Monday, March 28

awfulizing

hi baby,

it broke my heart to learn that tiny babies cry while they're still in their mommy's tummy.  soundlessly, because you have no air, but the movements and brainwaves are the same as a baby crying earthside.  you are growing so quickly -- does it hurt?  is that what makes you cry?  I wish more than anything I could keep you from hurting or crying, but like it always does, life brutally reminded me this past week that pain and crying are necessary for all of us to grow and change.
--- 
I can always tell when I'm growing.  Not literal growing, although I'm doing a lot of that too lately, but figurative growing.  because it hurts, and I squirm, and I fight it, and fidget and writhe around like a pathetic little flounder, and I resist it so frantically that I start to fall apart.  change can be harsh and uncomfortable, especially when it's fast and hard. ask any teething child. or pregnant lady. :) I'm finding that the physical growth of pregnancy is nothing compared to the psychological adjustment.

and pregnancy ain't no etch-a-sketch.  this is one doodle that can't be un-did, Homeskillet. (10 points if you can name that movie.) (and not that I want to undo my doodle, just slow it way, way, wayyyyy down. haha)

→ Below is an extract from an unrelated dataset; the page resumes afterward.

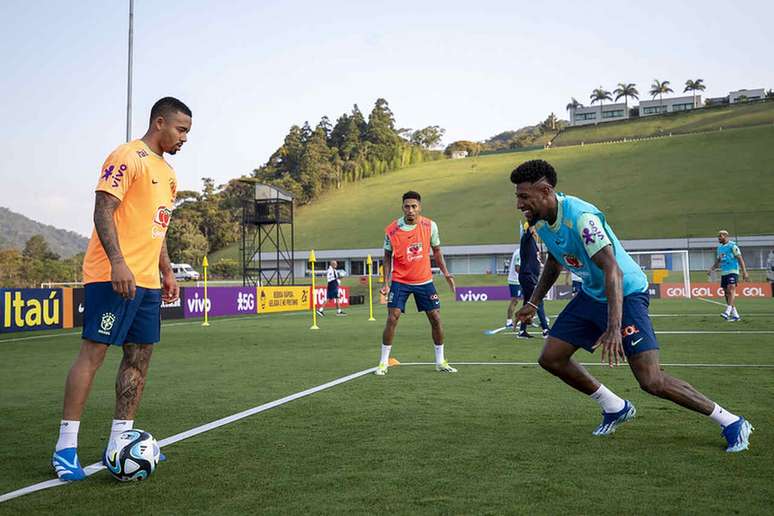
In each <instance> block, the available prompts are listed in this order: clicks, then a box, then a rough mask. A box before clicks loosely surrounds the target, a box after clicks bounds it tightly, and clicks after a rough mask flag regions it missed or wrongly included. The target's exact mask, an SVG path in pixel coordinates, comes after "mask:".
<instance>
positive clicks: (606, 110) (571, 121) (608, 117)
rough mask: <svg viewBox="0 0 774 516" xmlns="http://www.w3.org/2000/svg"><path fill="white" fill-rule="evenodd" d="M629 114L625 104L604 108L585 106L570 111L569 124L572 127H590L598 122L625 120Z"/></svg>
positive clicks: (609, 106)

philip reminded me the other day to stop 'awfulizing' everything and I almost snapped back "I'm not awfulizing, I'm being realistic." but then I thought about it and our whole society tends to focus on the awful potential, and not the wonderful.  I have been totally guilty of predominantly thinking about all the barf and poop and noise and cost and inconvenience of having a baby -- I'm terrified of the post-partum period, and what having a baby might do to the relationship that I value more than anything, and I have no idea how to raise a human. But I've totally forgotten to think about the way a baby looks at you and touches your cheek while they're being rocked and fed, and I can't even begin to imagine the way my own baby might look at me. and maybe, just like pregnancy, post-partum will be completely different and not nearly as miserable as I imagine.  and I kind of feel like I project how terrible I know it's going to be to keep people from offering up unsolicited words of warning.  but we even teach our kids to awfulize the things they so look forward to, telling them to enjoy childhood now because being an adult and going to work and paying bills and driving in traffic sucks.  but does it? not really! paying bills is not any more sucky than having your parents tell you what to do all day long, and I'll take traffic any day to only being able to go as far as the end of the street.  we are taught from a young age to almost be ashamed when life is so good that you can't stop smiling about it..  that talking about how well something is going is 'bragging'  but is it, really? I think we all could use a little more loud obnoxious positivity.  I cannot wait to see philip napping on the couch with our baby on his chest, just the two of them breathing together.  It's going to be amazing to see my baby's squinting swollen perfect little eyes for the first time, or to watch him learning to walk, stumbling around with his arms out for balance like a baby-zombie, with the sweet expression his daddy has, and probably running into stuff just like I do.  I can't wait to see him get excited about something that the rest of us take for granted, like a potato bug, and then pick it up with pudgy baby fingers and put it in his slobbery mouth to see what it tastes like, wrinkling his nose when he isn't sure about potato bugs anymore.  certainly these little things will make all the figurative and literal stretching worth it.